And to all those people saying walk away - that's the easy thing to do. The right thing to do is stand up and say "This is wrong" - not just for me, but for lots of other University teachers.

It's the corporatization that killed learning, just like it killed healthcare. From rigid rules to unequal pay scales , there is no reason for a corporate hierarchy except to make cannon fodder. Educators should go to work at Valve to build 'Valve Academy'. The flat and free-spirited culture seems to be working there. They have revolutionized game development and distribution. They have enabled communities of people to exist and interact. The only thing lacking is to formalize the knowledge that the gamers posses. Not just winning strategies and tactics. But game design and game theory. This would require knowledge from all the subjects conceivably taught at university - after all, they are building virtual worlds, not just experiencing them.
The university system in the US (and apparently Canada) is socialism for the rich.

This guy is getting screwed, and the Canadian taxpayers are getting screwed, so that employers do not have to pay for their employees to go to college or get other training (or factor it into their salaries to cover student loan debt if they already have a degree).

I hope this guy shrugs and gets a better job.

While employers paying for training may work in economies were there is a high level of worker loyalty, in Canada and the States, people change jobs frequently. Thus, the employer wouldn't get to keep the benefit of the training often, because the employee would leave to work for a employer who pays high wages because it didn't pay for the training.
No one should go into teaching at any level, K-12 and up, until the existing teachers and professors start dying off, quitting and retiring.

This treatment, for this skill, commitment, experience and education, is terrible. But it's enabled by all the people who hire in. Stop doing that, you're more than capable of doing something that society values. And no, society doesn't value teaching, or they'd pay you. What they value is poverty rates.

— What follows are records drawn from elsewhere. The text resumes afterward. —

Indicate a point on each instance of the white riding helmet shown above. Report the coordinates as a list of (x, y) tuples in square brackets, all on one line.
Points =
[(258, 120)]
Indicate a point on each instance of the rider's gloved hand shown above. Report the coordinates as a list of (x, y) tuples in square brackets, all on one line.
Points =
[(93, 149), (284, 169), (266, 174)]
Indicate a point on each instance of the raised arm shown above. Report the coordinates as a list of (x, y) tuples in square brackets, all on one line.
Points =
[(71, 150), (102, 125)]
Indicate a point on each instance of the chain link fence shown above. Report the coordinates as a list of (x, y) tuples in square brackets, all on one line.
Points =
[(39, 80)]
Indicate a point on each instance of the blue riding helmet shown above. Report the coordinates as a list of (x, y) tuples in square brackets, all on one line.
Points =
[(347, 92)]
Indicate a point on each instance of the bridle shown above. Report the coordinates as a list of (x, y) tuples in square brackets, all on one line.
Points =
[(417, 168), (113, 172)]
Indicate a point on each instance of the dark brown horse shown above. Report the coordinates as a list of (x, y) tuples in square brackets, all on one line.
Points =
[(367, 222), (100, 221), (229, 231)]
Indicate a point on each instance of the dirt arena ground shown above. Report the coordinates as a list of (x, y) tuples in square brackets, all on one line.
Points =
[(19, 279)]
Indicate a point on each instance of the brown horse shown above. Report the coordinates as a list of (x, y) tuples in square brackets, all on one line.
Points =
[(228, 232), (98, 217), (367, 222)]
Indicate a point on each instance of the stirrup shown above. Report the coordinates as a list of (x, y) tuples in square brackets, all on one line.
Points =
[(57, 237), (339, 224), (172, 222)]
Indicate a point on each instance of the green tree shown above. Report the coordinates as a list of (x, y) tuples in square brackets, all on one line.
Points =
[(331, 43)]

And if schools and universities "solve" the problem by hiring whatever the educational equivalent of an H1-B is, then they're just restating their position: we don't value quality teaching, not enough to pay a fair rate.

Don't teach.

We should have a pleasant planet in a couple decades if everyone follows this advice. /s

All of human progress up this point can be wiped out in a generation if it's not passed on to the new individuals in the world.

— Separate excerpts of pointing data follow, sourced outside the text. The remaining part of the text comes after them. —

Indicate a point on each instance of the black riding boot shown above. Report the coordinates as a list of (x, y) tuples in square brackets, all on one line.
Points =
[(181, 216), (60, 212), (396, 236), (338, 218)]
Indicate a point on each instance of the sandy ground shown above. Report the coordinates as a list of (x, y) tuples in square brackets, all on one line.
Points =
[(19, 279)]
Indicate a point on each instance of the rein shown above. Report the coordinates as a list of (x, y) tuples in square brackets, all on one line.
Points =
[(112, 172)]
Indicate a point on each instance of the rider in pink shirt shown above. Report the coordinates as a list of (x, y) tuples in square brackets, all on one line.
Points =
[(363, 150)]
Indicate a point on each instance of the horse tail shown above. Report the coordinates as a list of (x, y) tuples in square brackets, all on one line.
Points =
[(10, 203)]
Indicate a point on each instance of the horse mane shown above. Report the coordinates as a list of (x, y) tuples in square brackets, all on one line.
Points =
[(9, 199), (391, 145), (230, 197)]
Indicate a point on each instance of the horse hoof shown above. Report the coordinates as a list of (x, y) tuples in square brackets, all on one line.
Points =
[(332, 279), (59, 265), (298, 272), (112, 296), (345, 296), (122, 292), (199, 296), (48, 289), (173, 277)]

Seriously, how is this good advice? If anything we should be encouraging more people to teach their knowledge and to get people interested in learning. Instead of shutting everything down, how about we figure out how to make things better?

You could start by paying more and making it easier to enter the profession. If it's as valuable as you say, surely you'd be willing to pay more than he could make as a cleaner or a convenience store clerk.
And how do I pay for that?
Three ways: raise tuition, reduce administration costs, or de-emphasize the obsession with Egyption pyramid scale building. Probably others.
I've already graduated and I likely won't be returning as a paying student, so these aren't really viable options for me.
Rein in administrative staff costs. If they were how they were even 15 years ago...
We don't need to shut down universities. Just, enough aspiring professors need to find something else that pays more how they'd like. Then, there will be more demand and better conditions for those left.
I'm now 24, if I got a job stacking shelves at a local supermarket I'd get paid 14 euros an hour without needing a diploma. He effectively makes 16 euros an hour, only I build up my pension, get more time off, get benefits and protection, and he's in his 50s with over a decade of teaching experience for which he receives excellent ratings, has a PhD in Physics and work experience at a Nuclear facility.

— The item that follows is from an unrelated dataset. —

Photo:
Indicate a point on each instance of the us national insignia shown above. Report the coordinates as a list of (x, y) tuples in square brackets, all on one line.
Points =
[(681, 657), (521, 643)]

This seems awfully silly, especially with the cost of education having outpaced CPI by a wide margin for the past what, 3-4 decades while classroom sizes ballooned to 200.

> cost of education having outpaced CPI

"CEO wages" have also out-paced the CPI. I'm sure the administration isn't paying themselves a pittance (and that in a budget crisis their salaries are the last on the chopping block)...

Also, don't forget how many more administrators there are than in the past after a few decades of growing at considerably higher rate than either students or faculty, and with a considerably higher median wage. That's a large group of people who have more time to focus on resisting any cuts since they don't have to spend time on the publish-or-perish cycle.
I think you're ignoring the really obvious difference in that one of those options is extremely rewarding for some people, to the point that some people volunteer to do it for free, and provides as a useful credential to get other high paying, rewarding jobs. The other option is mindless, dull, and only really serves as a gateway to other menial labor jobs. When viewed this way, the wage difference doesn't seem silly.
Are you seriously suggesting pay should be determined by how fun a job is and not how much skill it requires or how much it contributes to society?
I'm suggesting pay reflect many things, including how willing people are to do it.
I am sad to say that this guy just made himself a persona non grata as an adjunct not just at his current school, but at any school. Adjuncts are perceived as a commodity, and the administrators absolutely do not care whether he is a good teacher or not.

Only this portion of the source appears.